Agreeing a payment plan and then sticking to it will normally allow the company to avoid CCJs. This is the case even if the debt has been outstanding for a long time. Even HMRC will agree time to pay. However tax debt will normally have to be repaid within 12 months.
Negotiating time to pay may not work if your company has multiple debts. The time required to do this will drag the focus of the management team away from running the business. In this situation a company rescue solution might be a better option.
Use a Company Voluntary Arrangement to prevent a CCJ
If your company is struggling to pay multiple debts this may indicate a wider financial problem. In these circumstances you should consider implementing a company debt solution. This will prevent you having to spend time dealing with multiple creditors and County Court Judgment applications.

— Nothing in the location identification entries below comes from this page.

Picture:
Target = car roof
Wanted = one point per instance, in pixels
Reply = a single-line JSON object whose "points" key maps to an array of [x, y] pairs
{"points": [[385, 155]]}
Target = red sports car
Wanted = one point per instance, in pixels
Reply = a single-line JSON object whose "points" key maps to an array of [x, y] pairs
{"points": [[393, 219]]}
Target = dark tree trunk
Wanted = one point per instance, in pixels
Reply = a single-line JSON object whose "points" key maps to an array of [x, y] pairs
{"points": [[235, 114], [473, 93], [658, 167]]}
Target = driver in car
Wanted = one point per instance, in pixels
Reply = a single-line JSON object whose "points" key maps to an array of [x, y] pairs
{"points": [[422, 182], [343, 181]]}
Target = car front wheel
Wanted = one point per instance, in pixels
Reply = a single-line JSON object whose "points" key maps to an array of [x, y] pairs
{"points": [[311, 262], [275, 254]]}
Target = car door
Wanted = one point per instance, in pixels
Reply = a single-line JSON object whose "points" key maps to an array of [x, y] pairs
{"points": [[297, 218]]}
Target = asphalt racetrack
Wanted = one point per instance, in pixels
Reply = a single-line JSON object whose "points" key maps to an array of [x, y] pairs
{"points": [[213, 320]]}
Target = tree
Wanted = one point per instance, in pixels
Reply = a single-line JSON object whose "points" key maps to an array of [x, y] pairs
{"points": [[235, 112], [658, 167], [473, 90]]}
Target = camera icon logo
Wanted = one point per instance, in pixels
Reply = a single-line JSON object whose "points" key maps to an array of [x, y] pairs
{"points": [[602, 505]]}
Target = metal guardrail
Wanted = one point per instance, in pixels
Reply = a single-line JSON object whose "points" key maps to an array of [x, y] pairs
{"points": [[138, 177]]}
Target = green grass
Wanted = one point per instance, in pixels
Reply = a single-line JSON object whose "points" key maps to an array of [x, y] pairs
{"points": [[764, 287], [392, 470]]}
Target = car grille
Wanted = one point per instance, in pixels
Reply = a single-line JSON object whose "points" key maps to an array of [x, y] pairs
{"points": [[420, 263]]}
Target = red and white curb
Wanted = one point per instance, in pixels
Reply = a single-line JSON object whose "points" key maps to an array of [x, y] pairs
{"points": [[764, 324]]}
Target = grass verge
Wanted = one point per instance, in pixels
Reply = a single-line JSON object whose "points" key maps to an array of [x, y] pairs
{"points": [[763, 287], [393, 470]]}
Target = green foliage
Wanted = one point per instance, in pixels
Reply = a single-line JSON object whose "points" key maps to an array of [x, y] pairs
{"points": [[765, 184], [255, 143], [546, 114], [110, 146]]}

One of the solutions that can be considered is a Company Voluntary Arrangement (CVA). This is a formal agreement to reduce debt payments with all the company’s creditors.
Once a CVA is in place the company is legally protected from any further legal action. In addition any CCJs already in force are overturned. The creditors included in the arrangement are no longer allowed to apply for new CCJs or try to close the company with a Winding Up Petition.
Use Pre Pack Liquidation to prevent a CCJ
Where a company is not in a position to repay even part of its debts in reasonable time Pre Pack Liquidation might be an option. This solution involves starting a new company which then trades in place of the old. The old company is then liquidated and unpaid debts are written off.
The old company’s creditors have no right to pursue the new business for the payment of outstanding debts. CCJ applications in relation to the old debts are not allowed against the new company.
Pre Pack Liquidation can leave directors personally responsible for repaying company debts if they have given guarantees. In addition and investigation of the director’s conduct will be carried out. This could have serious implications such as director disqualification.